= Titiksha =

Patient endurance of suffering

Tiksha or titikṣā (Sanskrit: तितिक्षा 'forbearance') is defined by the Uddhava Gita as the "patient endurance of suffering." In Vedanta philosophy it is the bearing with indifference all opposites such as pleasure and pain, heat and cold, expectation of reward and punishment, accruement or gain and loss, vanity and envy, resentment and deprecation, fame and obscurity, lavishness and obeisance, pride and egotism, virtue-respect and vice-respect, birth and death, happiness, safety, comfort, restlessness and boredom, affection and bereavement or infatuation, attachment and desire etc. Being entirely responsible for encouragement and/or reproach for ones own personal behaviour, past behaviour, the frame of mind and esteem. It is one of the six qualities, devotions, jewels or divine bounties beginning with Sama, the repression, alleviating or release of the inward sense called Manas. Another quality is Dama, the renunciation of behaviours or utilizing self-control with moderation, with correct discrimination and without aversion.
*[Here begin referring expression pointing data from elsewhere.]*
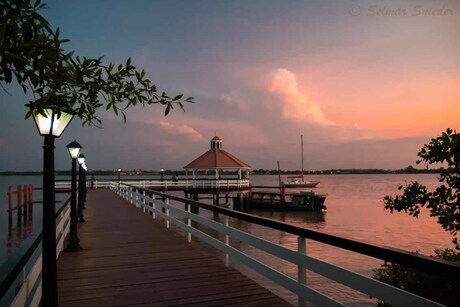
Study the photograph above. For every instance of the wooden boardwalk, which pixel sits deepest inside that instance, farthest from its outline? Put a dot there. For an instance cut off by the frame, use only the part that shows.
(130, 259)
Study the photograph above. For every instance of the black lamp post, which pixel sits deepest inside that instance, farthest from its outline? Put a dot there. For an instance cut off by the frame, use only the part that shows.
(81, 185)
(74, 243)
(50, 123)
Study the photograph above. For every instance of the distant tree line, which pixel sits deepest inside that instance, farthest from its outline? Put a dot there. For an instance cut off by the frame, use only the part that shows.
(408, 170)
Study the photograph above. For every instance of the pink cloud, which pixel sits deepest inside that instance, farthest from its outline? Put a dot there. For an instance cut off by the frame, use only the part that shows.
(234, 100)
(294, 104)
(186, 130)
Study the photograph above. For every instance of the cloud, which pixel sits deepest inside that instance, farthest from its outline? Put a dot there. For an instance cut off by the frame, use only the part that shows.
(295, 105)
(186, 130)
(234, 100)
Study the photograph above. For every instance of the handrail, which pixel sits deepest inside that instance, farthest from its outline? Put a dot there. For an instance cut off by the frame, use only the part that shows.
(166, 184)
(420, 262)
(16, 263)
(147, 200)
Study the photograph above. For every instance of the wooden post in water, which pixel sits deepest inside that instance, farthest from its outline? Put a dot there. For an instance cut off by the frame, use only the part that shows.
(25, 190)
(216, 203)
(19, 195)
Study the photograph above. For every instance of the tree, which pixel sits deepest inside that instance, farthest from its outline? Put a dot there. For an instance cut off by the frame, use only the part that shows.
(444, 202)
(31, 54)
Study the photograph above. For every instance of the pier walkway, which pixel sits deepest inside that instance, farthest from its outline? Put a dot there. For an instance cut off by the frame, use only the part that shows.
(130, 259)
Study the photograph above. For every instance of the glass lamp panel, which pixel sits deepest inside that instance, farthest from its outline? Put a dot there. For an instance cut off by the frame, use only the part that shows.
(74, 152)
(74, 149)
(60, 123)
(51, 124)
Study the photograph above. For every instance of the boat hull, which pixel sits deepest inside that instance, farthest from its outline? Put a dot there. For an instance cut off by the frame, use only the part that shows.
(301, 184)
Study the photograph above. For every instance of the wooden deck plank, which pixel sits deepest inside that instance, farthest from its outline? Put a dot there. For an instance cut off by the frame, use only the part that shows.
(130, 259)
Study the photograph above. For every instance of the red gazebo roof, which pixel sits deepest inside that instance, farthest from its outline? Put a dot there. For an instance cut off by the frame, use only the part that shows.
(216, 158)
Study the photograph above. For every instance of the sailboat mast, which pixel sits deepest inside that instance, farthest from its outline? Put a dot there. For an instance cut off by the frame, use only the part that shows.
(301, 146)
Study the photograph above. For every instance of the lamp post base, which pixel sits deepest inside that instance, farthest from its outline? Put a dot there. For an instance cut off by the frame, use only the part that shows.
(73, 246)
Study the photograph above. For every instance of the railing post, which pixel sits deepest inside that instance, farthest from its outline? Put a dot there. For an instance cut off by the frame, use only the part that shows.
(227, 241)
(167, 212)
(153, 206)
(10, 199)
(31, 196)
(144, 203)
(26, 201)
(189, 223)
(301, 271)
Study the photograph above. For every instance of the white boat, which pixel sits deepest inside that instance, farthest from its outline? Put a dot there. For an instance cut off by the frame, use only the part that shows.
(299, 181)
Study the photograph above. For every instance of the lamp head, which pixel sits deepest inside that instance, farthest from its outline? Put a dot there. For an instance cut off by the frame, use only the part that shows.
(81, 158)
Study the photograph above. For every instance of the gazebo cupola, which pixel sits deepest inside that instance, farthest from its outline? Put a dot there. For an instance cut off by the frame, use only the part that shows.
(216, 143)
(217, 159)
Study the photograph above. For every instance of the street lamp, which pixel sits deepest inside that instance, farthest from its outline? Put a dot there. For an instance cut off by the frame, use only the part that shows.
(81, 185)
(74, 243)
(50, 122)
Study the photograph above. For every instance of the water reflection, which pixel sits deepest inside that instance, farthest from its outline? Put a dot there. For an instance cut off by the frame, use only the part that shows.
(316, 219)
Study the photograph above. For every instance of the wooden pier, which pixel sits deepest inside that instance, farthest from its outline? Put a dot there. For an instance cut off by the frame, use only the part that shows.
(130, 259)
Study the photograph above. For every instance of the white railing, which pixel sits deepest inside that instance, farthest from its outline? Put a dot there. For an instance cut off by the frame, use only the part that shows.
(299, 287)
(25, 289)
(168, 184)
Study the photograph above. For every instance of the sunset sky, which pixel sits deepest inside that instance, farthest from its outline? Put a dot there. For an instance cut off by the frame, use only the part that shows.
(367, 83)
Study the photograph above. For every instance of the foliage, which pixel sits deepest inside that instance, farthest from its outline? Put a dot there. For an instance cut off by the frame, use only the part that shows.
(436, 288)
(31, 53)
(444, 201)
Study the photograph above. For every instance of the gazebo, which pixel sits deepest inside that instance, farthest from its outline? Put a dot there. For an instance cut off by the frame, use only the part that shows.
(216, 159)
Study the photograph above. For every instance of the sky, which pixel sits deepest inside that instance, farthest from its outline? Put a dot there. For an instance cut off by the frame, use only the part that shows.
(366, 83)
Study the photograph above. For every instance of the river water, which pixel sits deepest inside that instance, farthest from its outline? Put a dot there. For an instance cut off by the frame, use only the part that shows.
(354, 210)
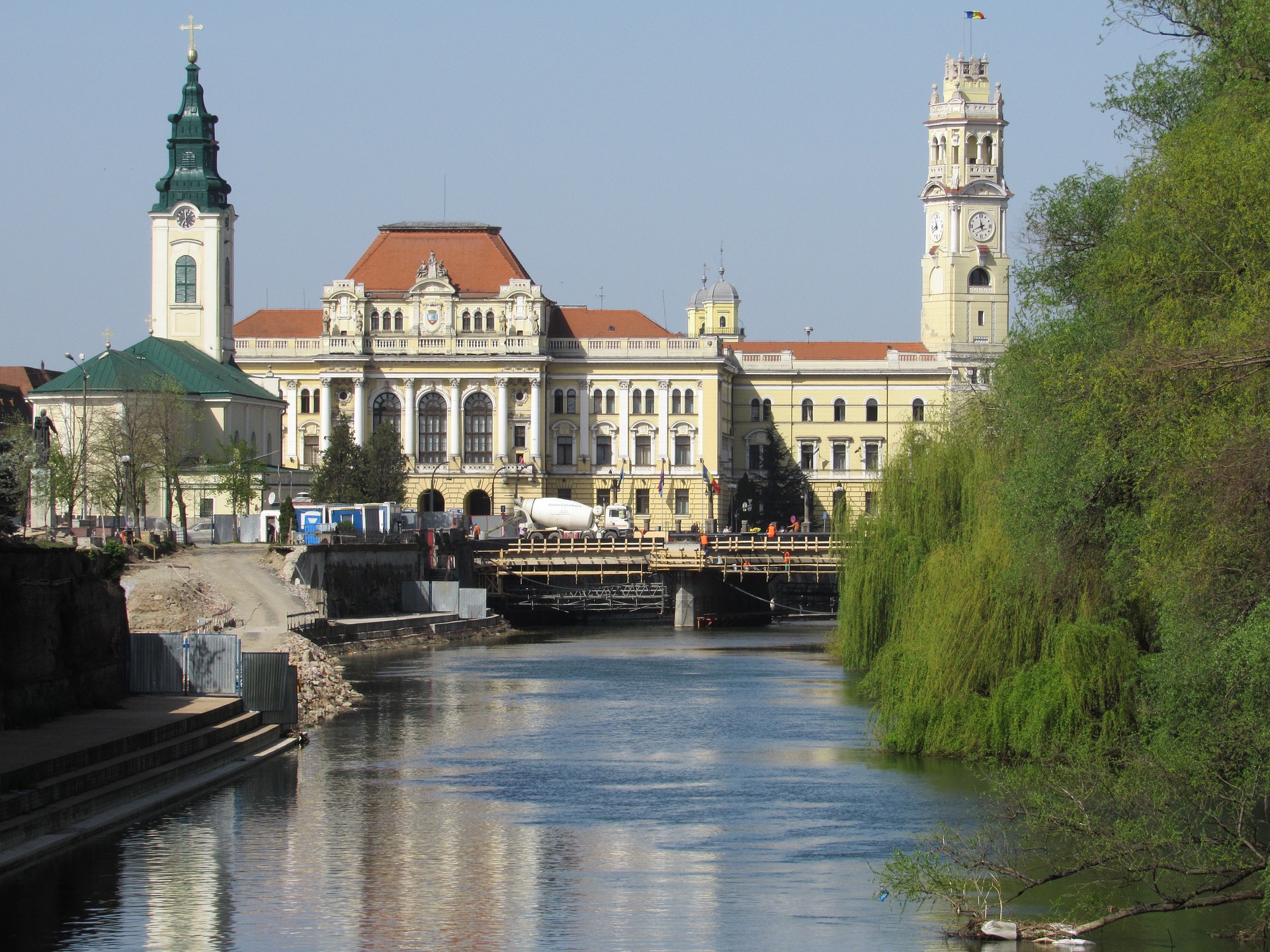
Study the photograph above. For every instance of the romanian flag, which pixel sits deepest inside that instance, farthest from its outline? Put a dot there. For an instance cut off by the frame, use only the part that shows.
(712, 483)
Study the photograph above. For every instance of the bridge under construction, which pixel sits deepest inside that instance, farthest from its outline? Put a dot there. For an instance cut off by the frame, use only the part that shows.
(727, 579)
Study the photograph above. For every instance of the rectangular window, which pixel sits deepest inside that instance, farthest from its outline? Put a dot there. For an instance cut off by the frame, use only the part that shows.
(840, 456)
(683, 451)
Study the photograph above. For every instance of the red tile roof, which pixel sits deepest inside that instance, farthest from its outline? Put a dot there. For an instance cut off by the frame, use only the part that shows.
(476, 255)
(585, 323)
(26, 377)
(278, 323)
(829, 349)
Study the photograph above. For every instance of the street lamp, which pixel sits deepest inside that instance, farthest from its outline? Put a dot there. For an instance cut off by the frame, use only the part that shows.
(83, 438)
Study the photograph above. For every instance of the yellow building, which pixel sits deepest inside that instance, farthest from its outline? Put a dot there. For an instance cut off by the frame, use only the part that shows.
(440, 332)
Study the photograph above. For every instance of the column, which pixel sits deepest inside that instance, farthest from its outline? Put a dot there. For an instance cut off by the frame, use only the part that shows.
(583, 420)
(360, 411)
(624, 419)
(535, 418)
(325, 413)
(663, 420)
(409, 423)
(454, 418)
(501, 419)
(292, 440)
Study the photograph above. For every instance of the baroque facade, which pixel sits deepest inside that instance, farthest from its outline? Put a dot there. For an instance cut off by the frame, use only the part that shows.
(440, 332)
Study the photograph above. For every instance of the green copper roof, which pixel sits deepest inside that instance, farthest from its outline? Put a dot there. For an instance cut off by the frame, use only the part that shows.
(149, 364)
(192, 149)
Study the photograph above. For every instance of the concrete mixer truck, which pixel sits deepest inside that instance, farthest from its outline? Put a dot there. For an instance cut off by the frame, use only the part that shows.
(554, 520)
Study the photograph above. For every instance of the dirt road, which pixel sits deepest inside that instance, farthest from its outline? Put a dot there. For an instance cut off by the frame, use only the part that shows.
(173, 593)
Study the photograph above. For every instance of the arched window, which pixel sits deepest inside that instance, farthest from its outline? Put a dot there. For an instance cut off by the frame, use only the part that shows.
(432, 429)
(386, 409)
(478, 429)
(187, 281)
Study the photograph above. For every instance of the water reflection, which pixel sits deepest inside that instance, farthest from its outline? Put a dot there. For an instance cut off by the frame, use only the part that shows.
(614, 790)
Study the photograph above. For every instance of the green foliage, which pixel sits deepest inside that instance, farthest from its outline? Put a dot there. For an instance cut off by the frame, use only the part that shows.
(780, 491)
(385, 469)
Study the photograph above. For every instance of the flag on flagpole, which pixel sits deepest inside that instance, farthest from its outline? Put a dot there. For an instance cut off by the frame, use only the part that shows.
(712, 483)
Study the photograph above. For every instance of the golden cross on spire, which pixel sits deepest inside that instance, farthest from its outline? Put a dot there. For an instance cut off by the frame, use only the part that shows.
(193, 54)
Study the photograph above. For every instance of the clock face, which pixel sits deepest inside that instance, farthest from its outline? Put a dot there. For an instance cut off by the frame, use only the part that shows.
(982, 227)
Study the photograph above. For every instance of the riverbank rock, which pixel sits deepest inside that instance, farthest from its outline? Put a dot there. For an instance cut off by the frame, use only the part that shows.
(321, 690)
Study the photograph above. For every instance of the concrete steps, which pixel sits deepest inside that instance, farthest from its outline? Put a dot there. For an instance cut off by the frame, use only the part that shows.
(110, 785)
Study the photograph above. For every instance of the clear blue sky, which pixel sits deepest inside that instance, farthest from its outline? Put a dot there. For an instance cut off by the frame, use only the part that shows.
(618, 145)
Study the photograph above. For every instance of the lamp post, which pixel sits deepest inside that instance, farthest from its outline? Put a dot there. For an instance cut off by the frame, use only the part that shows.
(83, 440)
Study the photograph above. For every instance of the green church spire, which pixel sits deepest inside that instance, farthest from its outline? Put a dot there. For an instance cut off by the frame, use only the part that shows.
(192, 149)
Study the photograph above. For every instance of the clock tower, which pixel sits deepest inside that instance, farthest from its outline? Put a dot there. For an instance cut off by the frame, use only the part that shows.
(192, 234)
(966, 268)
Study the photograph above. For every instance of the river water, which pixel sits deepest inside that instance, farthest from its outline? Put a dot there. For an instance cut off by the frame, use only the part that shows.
(587, 790)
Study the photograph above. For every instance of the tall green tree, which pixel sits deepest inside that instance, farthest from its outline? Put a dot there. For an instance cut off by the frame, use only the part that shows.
(341, 477)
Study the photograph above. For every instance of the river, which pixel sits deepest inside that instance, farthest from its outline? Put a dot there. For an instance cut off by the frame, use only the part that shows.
(587, 790)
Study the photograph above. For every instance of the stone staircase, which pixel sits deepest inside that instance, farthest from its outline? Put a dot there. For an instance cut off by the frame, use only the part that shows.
(51, 804)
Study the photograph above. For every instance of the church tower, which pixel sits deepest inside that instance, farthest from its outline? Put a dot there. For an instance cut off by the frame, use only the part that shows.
(966, 268)
(192, 233)
(715, 310)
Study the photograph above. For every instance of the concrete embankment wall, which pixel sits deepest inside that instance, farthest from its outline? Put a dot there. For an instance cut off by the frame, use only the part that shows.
(63, 639)
(360, 579)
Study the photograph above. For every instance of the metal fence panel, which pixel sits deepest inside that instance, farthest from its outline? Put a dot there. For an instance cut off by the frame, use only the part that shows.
(157, 664)
(265, 681)
(212, 664)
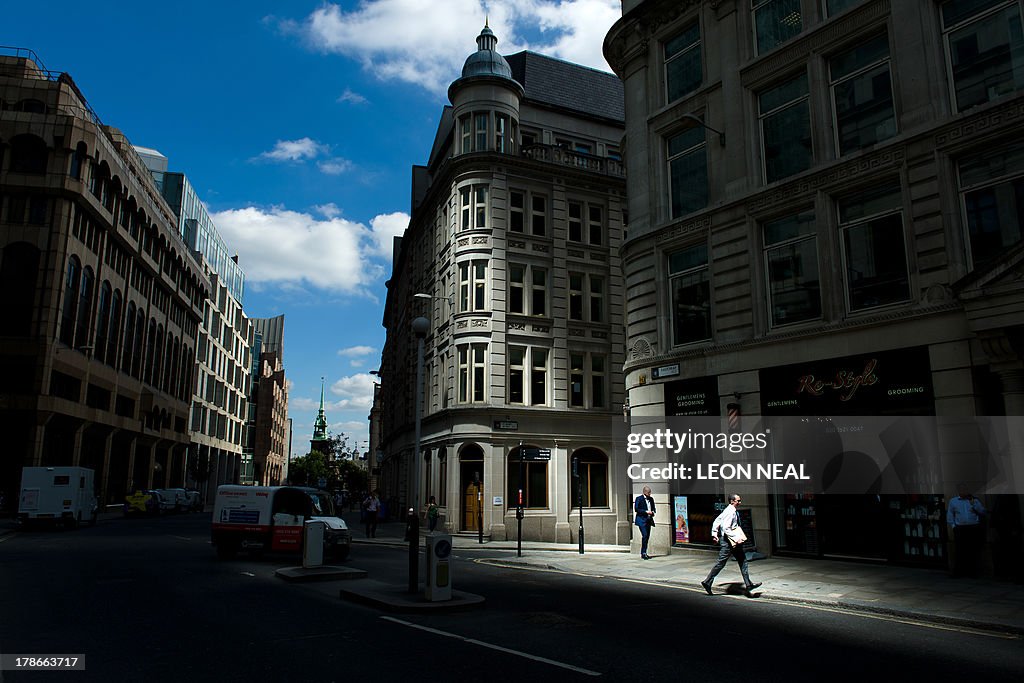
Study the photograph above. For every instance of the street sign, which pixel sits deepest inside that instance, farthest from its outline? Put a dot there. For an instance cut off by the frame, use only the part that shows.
(536, 455)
Shankara defines Titiksha in the following words:

सहनं सर्वदुःखानामऽप्रतिकारपूर्वकम् |
चिन्ताविलापरहितं सा तितिक्षा निगद्यते ||

"Endurance of all afflictions without countering aids, and without anxiety or lament is said to be titiksha." (Vivekachudamani 25)

By speaking of titiksha as endurance without anxiety or lament and without external aids, Shankara refers to such titiksha as the means to inquiry into Brahman, for a mind which is subject to anxiety and lament is unfit for conducting this kind of inquiry. Vivekananda explains that forbearance of all misery, without even a thought of resisting or driving it out, without even any painful feeling in the mind, or any remorse is titiksha.

The practice of Yoga makes a person inwardly even-minded and cheerful. The very act of calming emotional reactions develops a better ability to influence outer circumstances, therefore, titiksha does not make one apathetic or dull; it is the first step to interiorizing the mind, and to bringing its reactions under control. The important way of practising titiksha is to watch the breath (parahara) which practice leads to the practice of meditation proper. Prakrti (matter or nature) shows the way to titiksha, the creative principle of life – just as inertia is a property of matter.